Anne Lamott, a popular soul-searching memoirist, live-Zoomed a teaching on writing recently. She emphasized two major points: 1) stop not writing, and; 2) no one cares if you’re writing, especially your family and friends. Anne told us to be likable narrators, never vengeful and don’t antagonize the reader.
I risk being an “un”likable antagonistic narrator in writing about the looting and violence in my downtown Chicago neighborhood, the Gold Coast. An amalgam of landscaped mansions, row houses and mixed income highrises, the Gold Coast rose in the wake of the 1871 Great Chicago Fire. Wealthy industrialists built North Lake Shore Drive to front their new mansions. In the late 1980s, the Gold Coast was the second most affluent neighborhood in the United States, behind Manhattan’s Upper East Side. I’m neither affluent nor near-affluent. I live in the Gold Coast to be safe.

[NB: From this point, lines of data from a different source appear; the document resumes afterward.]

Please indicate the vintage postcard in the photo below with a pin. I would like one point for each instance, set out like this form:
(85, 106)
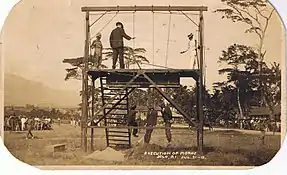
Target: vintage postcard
(186, 84)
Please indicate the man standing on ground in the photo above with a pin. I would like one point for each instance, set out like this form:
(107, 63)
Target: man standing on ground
(167, 117)
(98, 49)
(30, 124)
(131, 120)
(117, 44)
(23, 121)
(150, 122)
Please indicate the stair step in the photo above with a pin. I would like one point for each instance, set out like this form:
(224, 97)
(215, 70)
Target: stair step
(110, 88)
(111, 97)
(115, 118)
(115, 93)
(116, 114)
(108, 122)
(118, 140)
(113, 131)
(118, 144)
(119, 136)
(116, 108)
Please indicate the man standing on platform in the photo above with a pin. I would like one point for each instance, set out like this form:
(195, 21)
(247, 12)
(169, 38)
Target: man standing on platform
(151, 121)
(131, 120)
(117, 44)
(167, 117)
(98, 49)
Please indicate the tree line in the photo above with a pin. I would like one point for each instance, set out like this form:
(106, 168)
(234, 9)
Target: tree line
(250, 80)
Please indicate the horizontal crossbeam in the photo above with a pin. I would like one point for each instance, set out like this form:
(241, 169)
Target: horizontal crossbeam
(144, 8)
(143, 127)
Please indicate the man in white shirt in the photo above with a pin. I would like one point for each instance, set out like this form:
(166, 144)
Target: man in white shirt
(23, 121)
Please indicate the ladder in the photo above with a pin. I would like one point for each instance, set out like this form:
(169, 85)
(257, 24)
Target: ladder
(115, 137)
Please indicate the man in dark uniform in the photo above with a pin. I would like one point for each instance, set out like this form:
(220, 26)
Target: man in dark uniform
(151, 121)
(131, 120)
(117, 44)
(30, 124)
(167, 117)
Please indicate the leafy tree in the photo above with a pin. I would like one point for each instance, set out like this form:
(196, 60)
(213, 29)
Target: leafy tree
(239, 60)
(256, 14)
(131, 56)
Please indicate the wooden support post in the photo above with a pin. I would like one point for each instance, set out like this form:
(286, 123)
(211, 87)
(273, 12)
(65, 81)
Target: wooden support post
(85, 85)
(200, 86)
(93, 109)
(110, 110)
(117, 94)
(144, 8)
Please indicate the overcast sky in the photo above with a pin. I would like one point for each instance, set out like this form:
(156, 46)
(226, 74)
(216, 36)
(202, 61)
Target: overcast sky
(39, 34)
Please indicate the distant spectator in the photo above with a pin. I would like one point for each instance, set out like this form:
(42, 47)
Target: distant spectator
(30, 124)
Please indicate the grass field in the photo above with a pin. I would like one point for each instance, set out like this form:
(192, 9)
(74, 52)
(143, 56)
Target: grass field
(221, 148)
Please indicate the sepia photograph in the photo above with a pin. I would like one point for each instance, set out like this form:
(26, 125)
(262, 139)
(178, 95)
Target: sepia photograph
(141, 84)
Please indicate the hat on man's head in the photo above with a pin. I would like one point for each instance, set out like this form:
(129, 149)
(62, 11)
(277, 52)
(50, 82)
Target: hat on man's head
(119, 23)
(99, 35)
(134, 107)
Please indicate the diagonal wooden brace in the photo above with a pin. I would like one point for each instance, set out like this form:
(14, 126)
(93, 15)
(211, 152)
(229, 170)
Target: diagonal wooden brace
(114, 106)
(170, 101)
(117, 94)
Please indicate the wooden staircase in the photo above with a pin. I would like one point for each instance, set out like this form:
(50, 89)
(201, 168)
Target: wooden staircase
(115, 137)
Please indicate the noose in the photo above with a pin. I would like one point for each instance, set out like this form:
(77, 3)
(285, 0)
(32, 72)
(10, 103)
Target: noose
(190, 37)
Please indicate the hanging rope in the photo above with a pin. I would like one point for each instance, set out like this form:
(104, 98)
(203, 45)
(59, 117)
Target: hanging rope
(189, 18)
(204, 61)
(153, 38)
(177, 13)
(134, 28)
(168, 38)
(106, 24)
(98, 18)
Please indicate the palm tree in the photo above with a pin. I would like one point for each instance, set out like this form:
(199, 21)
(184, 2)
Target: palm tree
(131, 56)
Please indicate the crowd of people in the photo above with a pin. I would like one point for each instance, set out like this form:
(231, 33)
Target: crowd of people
(252, 124)
(151, 121)
(20, 123)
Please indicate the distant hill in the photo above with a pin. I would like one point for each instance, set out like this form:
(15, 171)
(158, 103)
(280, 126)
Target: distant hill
(19, 91)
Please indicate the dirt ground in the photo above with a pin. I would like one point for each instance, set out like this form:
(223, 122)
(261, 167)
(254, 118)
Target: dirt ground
(221, 148)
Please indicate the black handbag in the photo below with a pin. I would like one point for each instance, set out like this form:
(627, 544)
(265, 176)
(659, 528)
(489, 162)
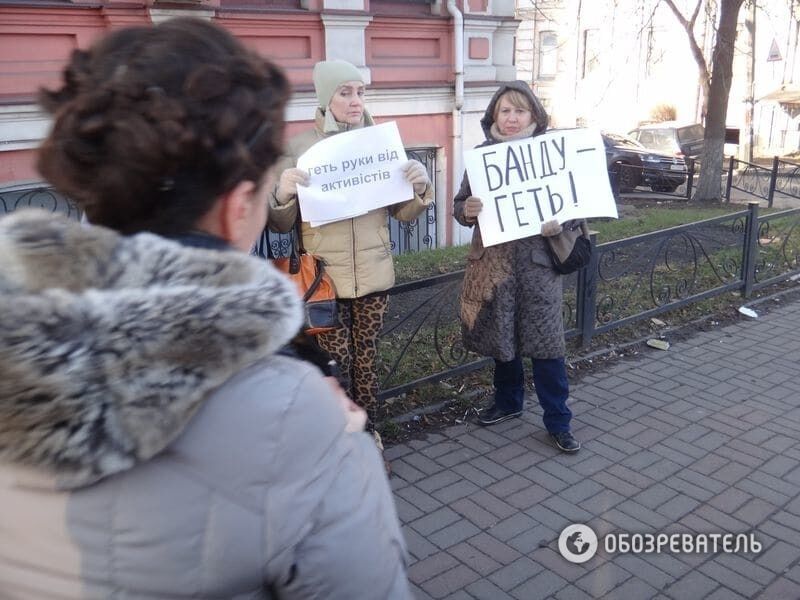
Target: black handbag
(570, 250)
(314, 284)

In the early morning of May 31, I walked out the back door of my building to Oak Street with Henry the dog. Oak Street is a block-long high-fashion retail museum where the haute couture show off their latest trendsetting wardrobes in oversize clear glass windows. The Chicago uprising stemming from the George Floyd murder turned Oak Street into a comic book version of a visit from Godzilla. Within hours shattered glass lay strewn on the streets and sidewalks, dismembered mannequins lay naked on the curbs, paper and cardboard boxes lay shredded everywhere. A U-Haul truck perched on the curbside by the shattered window of Dolce & Gabbana. Scavengers foraged through smashed-in Armani’s looking for remnants of the organized looting that had just ended. The street recovered somewhat over the next few months and then bam! On August 10 Godzilla came through again and not only sacked Oak Street, but unloosed a reign of violence and looting all over Chicago’s retail corridors.
Black Lives Matter, a radical national organization became a mainstream darling after the gruesome George Floyd murder. Yes, white people said, we finally get it! We value Black people and their right to self-determination. We want to fight for equitable systems too. We might even support reparations. We’ll try to understand what you mean by “defund the police.” We pledge to learn more about white supremacist, capitalist patriarchy. Ending criminalization of Black communities is our goal too. We’re with you.

A BLM spokesperson stood in front of the police station that held 100 arrestees from the August 10 uprising and announced that BLM considers looting “reparations”, and that downtown attacks will continue until there’s justice and equality in their neighborhoods.
Activist Michael Pfleger appeared hangdog on TV mouthing a familiar plea including words like, “decades of disinvestment and abandonment,” and begging city leaders for a strategy.
“I’ve never seen things worse.” He said.
In 1968 I had an autographed copy of Eldridge Cleaver’s “Soul on Ice”. I have no idea what drew me to anti-racism then or what draws me to it now. But I sure do feel as defeated as Father Pfleger sounds.
And I miss walking Henry through the Oak Street fashion museum.